On a 20 GB orders file with a 1 GB users file:

Pandas: 90 min and OOM on 64 GB unless you chunk manually.
Polars: 5 to 10 min with peak memory around 30 GB.

When to stay on Pandas

Tiny data. Under a few hundred MB. The wins do not show; the disruption of switching is real.
Ecosystem lock-in. Some libraries only accept Pandas DataFrames. Convert to Pandas at the boundary only.
Notebook and teaching contexts. Pandas is what most courses use. Polars is gaining ground but the muscle memory is widespread.
Excel I/O, fancy plotting integrations. Pandas has the most polished bridges to these.
Existing codebase. Rewriting a 5,000-line Pandas pipeline for marginal gains is the wrong battle.

The Arrow convergence

DuckDB, Polars, Pandas 2.x with Arrow backend, and Spark all use (or are moving to) Arrow as their in-memory format. Zero-copy interchange between them is the unstated benefit:

  
import duckdb, polars as pl

orders_pl = pl.scan_parquet("orders.parquet").filter(pl.col("amount") > 100).collect()
result = duckdb.sql("SELECT country, SUM(amount) FROM orders_pl GROUP BY country").pl()

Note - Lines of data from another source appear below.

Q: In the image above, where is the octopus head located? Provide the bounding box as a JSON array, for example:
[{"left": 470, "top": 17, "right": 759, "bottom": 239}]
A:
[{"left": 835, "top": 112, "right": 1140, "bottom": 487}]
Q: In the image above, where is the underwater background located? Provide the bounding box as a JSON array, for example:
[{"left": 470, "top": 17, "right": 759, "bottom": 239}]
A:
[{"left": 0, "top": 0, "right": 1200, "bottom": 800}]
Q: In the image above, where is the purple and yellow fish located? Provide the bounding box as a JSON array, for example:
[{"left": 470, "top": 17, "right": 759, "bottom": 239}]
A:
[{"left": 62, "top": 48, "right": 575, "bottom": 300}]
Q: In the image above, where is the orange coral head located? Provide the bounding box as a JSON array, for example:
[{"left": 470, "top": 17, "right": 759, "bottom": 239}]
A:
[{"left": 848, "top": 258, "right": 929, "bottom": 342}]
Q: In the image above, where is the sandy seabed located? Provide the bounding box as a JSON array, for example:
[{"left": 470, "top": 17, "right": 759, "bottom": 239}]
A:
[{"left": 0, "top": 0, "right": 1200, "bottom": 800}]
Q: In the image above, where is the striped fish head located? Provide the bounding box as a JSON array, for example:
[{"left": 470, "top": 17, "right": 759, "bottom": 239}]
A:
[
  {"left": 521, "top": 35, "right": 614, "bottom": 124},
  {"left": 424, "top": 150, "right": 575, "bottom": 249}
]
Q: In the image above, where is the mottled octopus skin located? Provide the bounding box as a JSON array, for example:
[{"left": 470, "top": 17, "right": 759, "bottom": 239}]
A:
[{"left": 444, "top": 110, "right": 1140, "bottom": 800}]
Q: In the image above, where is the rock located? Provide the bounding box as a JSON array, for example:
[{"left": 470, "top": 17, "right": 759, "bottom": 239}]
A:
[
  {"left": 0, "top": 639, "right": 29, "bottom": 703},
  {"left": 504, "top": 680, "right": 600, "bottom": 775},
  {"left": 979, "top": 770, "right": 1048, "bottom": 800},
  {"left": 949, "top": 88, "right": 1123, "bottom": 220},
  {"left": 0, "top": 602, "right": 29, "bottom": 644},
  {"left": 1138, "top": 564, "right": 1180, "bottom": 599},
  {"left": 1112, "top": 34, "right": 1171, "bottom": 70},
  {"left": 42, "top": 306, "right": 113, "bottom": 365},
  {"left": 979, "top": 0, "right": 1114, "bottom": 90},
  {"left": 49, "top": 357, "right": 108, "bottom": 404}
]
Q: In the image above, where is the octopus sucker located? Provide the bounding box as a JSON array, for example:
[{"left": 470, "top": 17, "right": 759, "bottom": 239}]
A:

DuckDB reads the Polars DataFrame directly without copying. Use SQL when the operation is SQL-shaped, Polars expressions when the operation is DataFrame-shaped, pick per-step.

Picking for the team in the scenario

For new ETL pipelines over files in the GB range: Polars. For their existing Pandas codebase, migrate the slowest 20% (the jobs hitting memory limits) and leave the rest alone until something forces a rewrite. The cost of switching paradigms wholesale is rarely worth it.

For DataFrame work in notebooks: either is fine; Polars is gaining ground because of the cleaner API and the speed.

Common mistakes interviewers want you to name

Rewriting everything for the sake of speed. Most Pandas jobs are fine.
Using Polars eagerly when lazy would have optimised the plan. Eager Polars is 2x to 3x faster than Pandas; lazy Polars is 10x faster. Default to lazy.
Mixing the two in one function. Convert at boundaries, not in the middle of logic.
Treating Polars as “Pandas, fast.” The expressions API is different; cargo-culting Pandas idioms gets you weird Polars code.
Comparing only on toy benchmarks. Choose based on the shape of your data and the shape of your transformations, not on a TPC-H number.

Bonus follow-up the interviewer might throw

“What about Modin or Dask? Are they relevant here?”

Both target “Pandas, but distributed.” Modin claims to be a drop-in Pandas replacement that scales out. Dask is more general (distributed Pandas-like DataFrames plus parallel arrays and ML).

In 2026, Polars has eaten most of the use cases Modin and Dask targeted, because Polars is faster on a single big node and the constant of “fits on one machine” keeps getting more generous. Dask is still relevant for genuinely distributed workloads where you need many nodes, but for those, Spark or DuckDB + Iceberg is usually the better answer. Modin has not found a real niche.

For single-node ETL, the choice is Pandas vs Polars. Distributed is Spark territory.